Interrogé par le procureur général, le fils biologique d'une des femmes tuées à la fin décembre 2005 à Vevey n'a pas pu retenir ses sanglots jeudi quand il a expliqué ce qu'il avait entrepris "pour sauver sa mère". Leur relation s'était détériorée à cause de l'influence toujours plus grande que prenait sur elle son fils adoptif.

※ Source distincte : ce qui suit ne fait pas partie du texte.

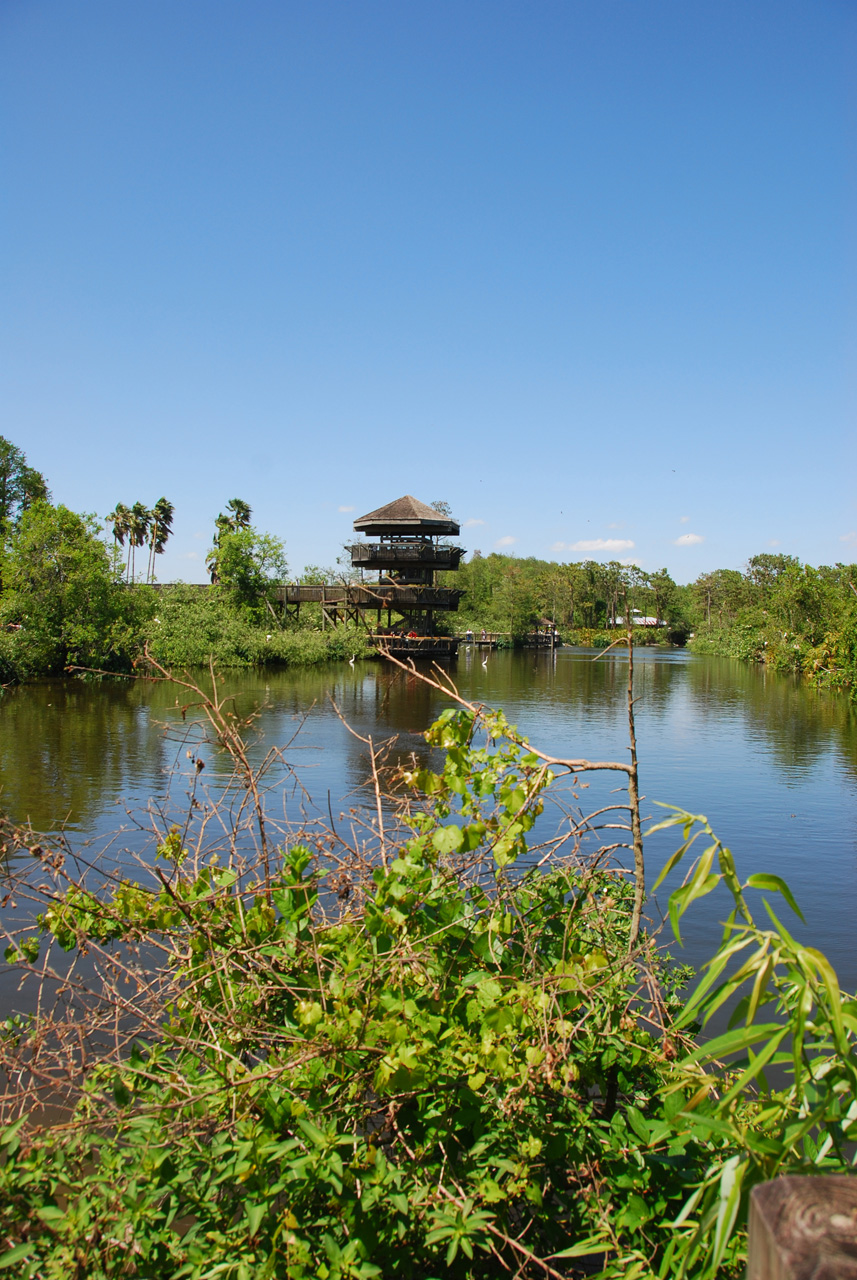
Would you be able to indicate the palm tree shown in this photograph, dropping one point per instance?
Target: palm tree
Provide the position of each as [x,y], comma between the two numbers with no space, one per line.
[159,533]
[138,528]
[239,513]
[237,516]
[120,521]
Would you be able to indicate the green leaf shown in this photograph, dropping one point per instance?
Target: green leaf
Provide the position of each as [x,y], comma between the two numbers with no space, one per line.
[742,1037]
[585,1248]
[255,1215]
[762,880]
[17,1255]
[447,840]
[638,1124]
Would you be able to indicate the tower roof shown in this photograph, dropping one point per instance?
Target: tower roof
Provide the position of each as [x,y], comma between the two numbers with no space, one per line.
[406,516]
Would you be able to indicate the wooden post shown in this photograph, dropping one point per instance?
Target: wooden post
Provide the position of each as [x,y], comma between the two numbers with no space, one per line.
[803,1229]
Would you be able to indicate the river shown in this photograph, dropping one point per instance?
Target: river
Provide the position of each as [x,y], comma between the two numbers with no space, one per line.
[771,762]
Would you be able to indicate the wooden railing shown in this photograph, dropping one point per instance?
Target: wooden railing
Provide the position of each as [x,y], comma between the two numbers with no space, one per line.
[803,1229]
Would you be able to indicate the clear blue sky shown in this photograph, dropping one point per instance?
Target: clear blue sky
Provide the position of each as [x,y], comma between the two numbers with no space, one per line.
[583,269]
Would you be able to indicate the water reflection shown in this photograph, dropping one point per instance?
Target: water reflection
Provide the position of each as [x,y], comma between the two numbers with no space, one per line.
[771,762]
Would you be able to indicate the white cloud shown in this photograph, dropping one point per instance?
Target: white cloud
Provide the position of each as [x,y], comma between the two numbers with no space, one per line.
[603,544]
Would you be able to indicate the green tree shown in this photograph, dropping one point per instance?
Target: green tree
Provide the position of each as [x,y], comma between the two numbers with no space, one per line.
[19,484]
[159,533]
[19,487]
[60,592]
[119,521]
[138,525]
[247,565]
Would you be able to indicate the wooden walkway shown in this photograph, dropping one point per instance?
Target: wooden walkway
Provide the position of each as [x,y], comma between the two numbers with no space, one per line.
[494,639]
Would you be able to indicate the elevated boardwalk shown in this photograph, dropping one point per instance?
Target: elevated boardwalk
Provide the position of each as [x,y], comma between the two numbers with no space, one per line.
[494,639]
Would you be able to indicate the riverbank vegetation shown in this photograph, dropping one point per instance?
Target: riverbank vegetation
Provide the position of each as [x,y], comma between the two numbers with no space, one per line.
[777,611]
[70,599]
[432,1043]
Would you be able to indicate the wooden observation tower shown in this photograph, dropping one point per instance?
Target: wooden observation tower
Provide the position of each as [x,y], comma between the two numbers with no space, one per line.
[408,549]
[398,598]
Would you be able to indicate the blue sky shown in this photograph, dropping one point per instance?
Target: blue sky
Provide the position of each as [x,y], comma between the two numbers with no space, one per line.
[583,269]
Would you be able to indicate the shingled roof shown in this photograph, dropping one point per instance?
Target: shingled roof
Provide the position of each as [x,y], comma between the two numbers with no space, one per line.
[406,516]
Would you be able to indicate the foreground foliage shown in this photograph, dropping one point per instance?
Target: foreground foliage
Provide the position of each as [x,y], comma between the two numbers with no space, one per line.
[440,1061]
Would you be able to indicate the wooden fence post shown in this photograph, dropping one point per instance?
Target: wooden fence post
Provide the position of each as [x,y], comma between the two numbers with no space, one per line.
[803,1229]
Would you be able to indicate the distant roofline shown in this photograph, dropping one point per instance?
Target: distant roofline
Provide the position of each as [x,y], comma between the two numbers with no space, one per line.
[407,515]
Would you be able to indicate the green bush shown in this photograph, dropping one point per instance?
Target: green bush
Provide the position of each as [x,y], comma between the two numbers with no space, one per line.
[457,1070]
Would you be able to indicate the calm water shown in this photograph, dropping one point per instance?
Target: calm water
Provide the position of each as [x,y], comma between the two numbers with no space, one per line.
[771,763]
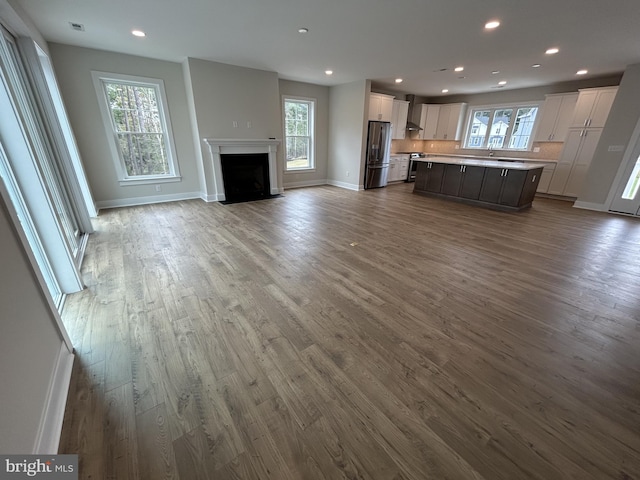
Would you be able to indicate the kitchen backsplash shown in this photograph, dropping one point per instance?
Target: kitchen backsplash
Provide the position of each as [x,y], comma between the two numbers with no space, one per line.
[548,150]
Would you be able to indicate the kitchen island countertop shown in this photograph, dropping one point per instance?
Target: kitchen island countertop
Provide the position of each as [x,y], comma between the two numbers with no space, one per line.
[514,165]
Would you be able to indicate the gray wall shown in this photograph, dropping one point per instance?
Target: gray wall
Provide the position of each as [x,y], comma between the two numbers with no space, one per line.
[348,110]
[523,94]
[29,345]
[73,66]
[321,95]
[223,94]
[622,120]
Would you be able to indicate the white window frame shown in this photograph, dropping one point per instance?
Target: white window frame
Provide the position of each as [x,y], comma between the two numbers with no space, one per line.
[312,133]
[493,109]
[173,175]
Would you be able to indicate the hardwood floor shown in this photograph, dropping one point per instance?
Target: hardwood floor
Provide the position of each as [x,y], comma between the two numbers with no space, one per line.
[334,334]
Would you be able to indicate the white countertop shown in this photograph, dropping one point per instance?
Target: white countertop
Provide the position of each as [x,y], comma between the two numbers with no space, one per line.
[471,161]
[495,157]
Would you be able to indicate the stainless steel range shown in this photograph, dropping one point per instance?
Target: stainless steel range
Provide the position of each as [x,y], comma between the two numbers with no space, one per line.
[411,174]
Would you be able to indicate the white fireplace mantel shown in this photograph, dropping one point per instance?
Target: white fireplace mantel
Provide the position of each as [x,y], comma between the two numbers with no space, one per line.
[221,146]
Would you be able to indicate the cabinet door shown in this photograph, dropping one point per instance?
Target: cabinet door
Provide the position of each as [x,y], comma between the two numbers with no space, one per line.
[601,109]
[374,107]
[434,180]
[530,186]
[399,120]
[584,105]
[582,161]
[557,113]
[452,180]
[564,117]
[431,122]
[455,122]
[492,185]
[471,181]
[512,186]
[550,110]
[393,169]
[565,163]
[404,170]
[422,175]
[386,108]
[545,178]
[443,122]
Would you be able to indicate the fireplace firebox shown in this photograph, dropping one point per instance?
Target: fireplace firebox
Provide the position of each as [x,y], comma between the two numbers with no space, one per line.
[245,176]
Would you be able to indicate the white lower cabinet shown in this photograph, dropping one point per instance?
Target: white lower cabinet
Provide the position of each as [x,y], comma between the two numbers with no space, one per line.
[574,162]
[398,168]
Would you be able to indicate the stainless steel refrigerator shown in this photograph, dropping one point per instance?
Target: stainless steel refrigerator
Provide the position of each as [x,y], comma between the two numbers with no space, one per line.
[378,149]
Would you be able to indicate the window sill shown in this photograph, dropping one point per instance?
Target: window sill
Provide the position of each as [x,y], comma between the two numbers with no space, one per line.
[149,180]
[300,170]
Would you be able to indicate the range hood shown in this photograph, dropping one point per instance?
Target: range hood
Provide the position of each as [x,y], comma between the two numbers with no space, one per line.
[412,127]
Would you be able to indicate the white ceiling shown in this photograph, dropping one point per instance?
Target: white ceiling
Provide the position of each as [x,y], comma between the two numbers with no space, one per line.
[357,39]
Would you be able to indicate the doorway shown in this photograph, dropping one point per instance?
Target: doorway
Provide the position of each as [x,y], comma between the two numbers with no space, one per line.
[627,197]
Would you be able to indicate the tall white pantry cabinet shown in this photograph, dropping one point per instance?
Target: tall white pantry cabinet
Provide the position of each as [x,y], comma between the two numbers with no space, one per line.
[589,116]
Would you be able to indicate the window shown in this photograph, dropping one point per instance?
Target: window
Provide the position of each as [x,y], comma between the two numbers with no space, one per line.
[137,122]
[298,133]
[501,128]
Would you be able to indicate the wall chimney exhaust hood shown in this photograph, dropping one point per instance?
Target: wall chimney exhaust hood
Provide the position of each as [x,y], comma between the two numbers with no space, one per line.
[411,126]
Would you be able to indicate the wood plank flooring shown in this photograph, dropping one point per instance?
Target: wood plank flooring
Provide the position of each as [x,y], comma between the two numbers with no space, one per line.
[334,334]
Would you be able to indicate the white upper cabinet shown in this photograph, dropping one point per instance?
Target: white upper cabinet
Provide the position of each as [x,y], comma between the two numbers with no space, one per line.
[399,119]
[592,108]
[557,113]
[451,121]
[380,107]
[426,116]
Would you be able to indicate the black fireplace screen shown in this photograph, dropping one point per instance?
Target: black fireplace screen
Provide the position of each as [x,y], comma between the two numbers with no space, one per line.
[245,176]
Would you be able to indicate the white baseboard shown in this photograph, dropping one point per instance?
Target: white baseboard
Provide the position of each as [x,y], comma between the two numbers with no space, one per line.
[348,186]
[130,202]
[306,183]
[48,439]
[598,207]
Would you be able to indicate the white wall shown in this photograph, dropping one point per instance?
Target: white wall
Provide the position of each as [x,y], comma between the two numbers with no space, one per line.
[30,344]
[623,117]
[321,95]
[73,66]
[348,109]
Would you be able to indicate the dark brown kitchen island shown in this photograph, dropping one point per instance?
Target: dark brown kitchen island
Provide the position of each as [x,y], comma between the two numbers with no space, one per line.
[496,184]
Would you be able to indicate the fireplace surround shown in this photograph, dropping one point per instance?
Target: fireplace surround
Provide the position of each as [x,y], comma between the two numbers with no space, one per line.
[242,147]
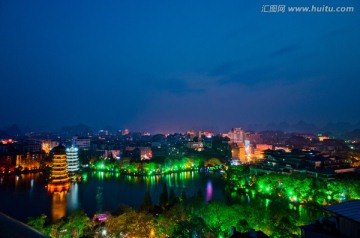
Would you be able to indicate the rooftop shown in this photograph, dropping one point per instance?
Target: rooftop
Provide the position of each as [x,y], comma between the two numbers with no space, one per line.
[350,210]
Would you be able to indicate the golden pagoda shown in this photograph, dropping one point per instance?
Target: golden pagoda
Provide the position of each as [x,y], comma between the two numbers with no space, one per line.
[59,179]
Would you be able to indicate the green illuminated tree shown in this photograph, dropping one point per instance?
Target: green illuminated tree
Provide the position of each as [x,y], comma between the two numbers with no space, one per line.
[164,197]
[147,203]
[38,223]
[78,221]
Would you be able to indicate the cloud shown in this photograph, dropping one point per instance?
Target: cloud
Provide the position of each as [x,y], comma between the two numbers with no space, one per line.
[177,86]
[225,68]
[285,50]
[249,77]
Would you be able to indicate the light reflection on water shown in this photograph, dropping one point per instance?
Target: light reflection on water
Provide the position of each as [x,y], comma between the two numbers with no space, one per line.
[96,192]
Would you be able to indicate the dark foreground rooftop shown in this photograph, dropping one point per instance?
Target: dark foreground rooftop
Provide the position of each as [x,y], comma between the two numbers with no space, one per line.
[350,210]
[9,227]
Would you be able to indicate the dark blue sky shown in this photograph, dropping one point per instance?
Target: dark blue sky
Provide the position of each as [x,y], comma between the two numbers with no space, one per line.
[175,65]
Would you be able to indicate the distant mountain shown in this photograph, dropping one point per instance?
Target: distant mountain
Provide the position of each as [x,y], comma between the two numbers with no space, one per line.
[13,130]
[80,130]
[338,128]
[352,135]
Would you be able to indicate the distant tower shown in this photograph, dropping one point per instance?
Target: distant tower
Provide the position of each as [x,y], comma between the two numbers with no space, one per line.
[72,160]
[59,179]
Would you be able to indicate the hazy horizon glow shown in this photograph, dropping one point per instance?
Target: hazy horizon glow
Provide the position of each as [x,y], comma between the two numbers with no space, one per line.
[165,65]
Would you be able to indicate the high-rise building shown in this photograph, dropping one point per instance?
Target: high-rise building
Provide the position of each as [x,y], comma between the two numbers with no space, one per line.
[82,143]
[72,160]
[236,135]
[59,179]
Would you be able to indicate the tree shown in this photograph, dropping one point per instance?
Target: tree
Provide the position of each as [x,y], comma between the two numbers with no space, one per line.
[77,223]
[164,197]
[183,194]
[172,197]
[38,223]
[147,203]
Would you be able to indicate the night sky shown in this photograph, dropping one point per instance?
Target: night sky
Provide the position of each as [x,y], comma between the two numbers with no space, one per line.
[176,65]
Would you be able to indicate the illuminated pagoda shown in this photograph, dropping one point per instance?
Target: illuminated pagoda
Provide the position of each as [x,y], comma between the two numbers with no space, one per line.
[59,180]
[72,160]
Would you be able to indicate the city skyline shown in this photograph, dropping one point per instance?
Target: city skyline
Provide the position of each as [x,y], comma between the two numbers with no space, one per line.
[166,66]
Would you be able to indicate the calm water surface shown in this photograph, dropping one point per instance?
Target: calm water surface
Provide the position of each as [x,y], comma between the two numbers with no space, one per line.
[26,195]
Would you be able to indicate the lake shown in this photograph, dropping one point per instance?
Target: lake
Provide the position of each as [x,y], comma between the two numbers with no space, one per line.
[26,195]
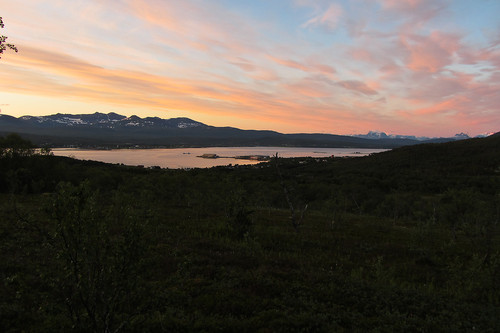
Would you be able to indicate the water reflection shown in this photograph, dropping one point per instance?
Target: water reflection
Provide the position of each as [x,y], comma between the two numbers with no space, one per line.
[178,158]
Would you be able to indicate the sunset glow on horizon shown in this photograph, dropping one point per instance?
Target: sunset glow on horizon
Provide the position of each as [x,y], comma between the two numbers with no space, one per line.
[411,67]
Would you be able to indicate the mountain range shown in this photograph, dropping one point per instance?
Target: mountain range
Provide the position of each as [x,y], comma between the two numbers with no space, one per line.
[114,130]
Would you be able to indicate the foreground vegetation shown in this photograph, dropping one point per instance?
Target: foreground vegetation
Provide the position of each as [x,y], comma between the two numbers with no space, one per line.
[406,240]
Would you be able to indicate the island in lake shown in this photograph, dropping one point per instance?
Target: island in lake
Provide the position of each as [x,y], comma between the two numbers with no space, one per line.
[242,157]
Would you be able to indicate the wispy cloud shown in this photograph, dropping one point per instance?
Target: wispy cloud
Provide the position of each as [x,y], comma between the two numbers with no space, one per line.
[409,66]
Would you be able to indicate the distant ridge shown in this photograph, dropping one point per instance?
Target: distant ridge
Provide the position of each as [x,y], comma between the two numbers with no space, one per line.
[115,130]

"Il la phagocytait" et a fini par exercer "un chantage affectif": elle devait choisir entre lui et moi. "Je me suis rendu compte que quelque chose de grave se passait", a-t-il poursuivi. Finalement, il s'est résolu à demander sa mise sous tutelle, qui a été refusée.
L'homme est devenu du coup "le paria" de la famille, les ponts avec sa mère ont été coupés. "Je me suis rendu compte que l'on ne sauve pas quelqu'un contre son gré", a-t-il conclu en larmes. Quelques instants plus tard, la fille de l'autre octogénaire tuée à Vevey n'a pas pu retenir non plus son émotion en évoquant les derniers contacts avec sa mère.
Dernières questions
Le tribunal a poursuivi par ailleurs l'instruction en posant de nombreuses questions aux diverses parties, qu'il s'agisse de listings d'appels téléphoniques, de comptes financiers ou de relations entre l'accusé et ses nombreux avocats. Les plaidoiries et réquisitoire sont attendus vendredi.
Le fils adoptif est accusé d'avoir tué sa mère, l'amie de celle-ci et d'avoir fait disparaître sa soeur. Il clame son innocence et doit ce deuxième procès en révision, après celui de juin 2008 à Vevey où il a été condamné à la perpétuité, au témoignage très tardif d'une boulangère qui contredit la chronologie officielle de la tragédie.